The person spoke to The Associated Press on condition of anonymity Thursday because no one is authorized to discuss the ongoing investigations by the university and the NCAA. Shapiro is a convicted Ponzi scheme architect serving a 20-year prison sentence for bilking $930 million from investors. He was a Miami booster for much of the past decade.
Simply being declared ineligible now doesn't necessarily mean a player would miss any time this season.
Under NCAA rules, when a school finds violations have occurred, the athlete typically is declared ineligible so the NCAA may begin a reinstatement process. The NCAA will also decide if that player needs to miss any games.

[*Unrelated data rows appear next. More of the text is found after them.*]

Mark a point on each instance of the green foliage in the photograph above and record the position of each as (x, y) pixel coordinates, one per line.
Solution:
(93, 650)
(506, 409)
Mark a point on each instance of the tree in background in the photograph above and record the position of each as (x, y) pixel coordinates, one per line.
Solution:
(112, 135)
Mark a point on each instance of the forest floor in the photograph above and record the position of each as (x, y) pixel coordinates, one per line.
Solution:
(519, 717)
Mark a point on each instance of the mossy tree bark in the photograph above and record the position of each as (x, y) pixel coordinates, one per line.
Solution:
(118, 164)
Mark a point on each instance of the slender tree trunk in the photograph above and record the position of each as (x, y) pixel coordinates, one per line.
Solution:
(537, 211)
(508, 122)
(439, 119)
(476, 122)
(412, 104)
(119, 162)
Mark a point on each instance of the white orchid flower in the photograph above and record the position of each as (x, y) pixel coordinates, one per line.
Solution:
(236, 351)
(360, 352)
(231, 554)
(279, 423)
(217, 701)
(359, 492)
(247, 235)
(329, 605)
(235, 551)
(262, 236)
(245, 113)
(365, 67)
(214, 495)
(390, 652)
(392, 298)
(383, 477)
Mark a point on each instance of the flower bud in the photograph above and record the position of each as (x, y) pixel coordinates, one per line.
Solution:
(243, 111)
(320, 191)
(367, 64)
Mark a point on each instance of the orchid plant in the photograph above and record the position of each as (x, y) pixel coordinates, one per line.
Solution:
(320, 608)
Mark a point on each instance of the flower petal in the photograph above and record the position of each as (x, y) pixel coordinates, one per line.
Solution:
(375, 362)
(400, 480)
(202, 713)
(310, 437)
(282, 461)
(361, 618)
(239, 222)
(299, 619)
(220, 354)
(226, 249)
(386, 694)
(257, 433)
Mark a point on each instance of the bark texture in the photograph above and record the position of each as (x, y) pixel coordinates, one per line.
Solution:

And the clock is running: Miami opens at Maryland on Sept. 5.
"The school must declare the student-athlete ineligible and then can seek reinstatement," NCAA spokesperson Stacey Osburn said.
Earlier Thursday, Miami coach Al Golden suggested that the depth chart might not be announced until Tuesday. All of the players implicated by Shapiro in a story published by Yahoo Sports were practicing Thursday, and have been on the field throughout the process.
"We'll make sure we practice enough guys because we really don't know what the future brings," Golden said. "Hopefully we'll find out pretty quickly here in the near future if there are any penalties or suspensions, and we'll adjust accordingly."
Golden said he has a plan for which personnel to use against the Terrapins. And another plan, just in case. And, well, another plan, in case things change some more.
"All of the above," Golden said.
Shapiro claims he provided dozens of Hurricanes, and some recruits who went elsewhere, with extra benefits from 2002 through 2010.
On Thursday, the 'Canes had a sense of business-as-usual. Sean Spence led the Hurricanes in a pre-practice chant that left some onlookers doubled over in laughter. Harris took his spot at the front of a stretching group, a position typically reserved for starters.
"Any projections or anything like that, all it is is speculation," Golden said.
Spence and Harris are among two of the biggest names wrapped up in the scandal — Spence is considered by many to be Miami's best defensive player and one of the top linebackers in the ACC. Harris has played 36 games at quarterback for the Hurricanes in his first three seasons.
University officials haven't commented publicly on the specifics of the process. Miami president Donna Shalala said this week that 15 student-athletes — she did not specify names or teams — were being investigated by university compliance personnel. Shapiro told Yahoo Sports that he provided benefits to 72 athletes, 65 of whom played football for Miami. Of those, 12 are current football players, and one is a member of the men's basketball team.
"We're going about our business," Golden said. "Obviously some of the players that are alleged to have done something are guys that have played a lot of football for us, so obviously there's going to be some adjustments if there are suspensions. Other than that, we're just moving forward."
The other football players named by Shapiro to Yahoo Sports are Vaughn Telemaque, Ray Ray Armstrong, Travis Benjamin, Aldarius Johnson, Marcus Forston, Olivier Vernon, Marcus Robinson, Adewale Ojomo, Dyron Dye and JoJo Nicholas.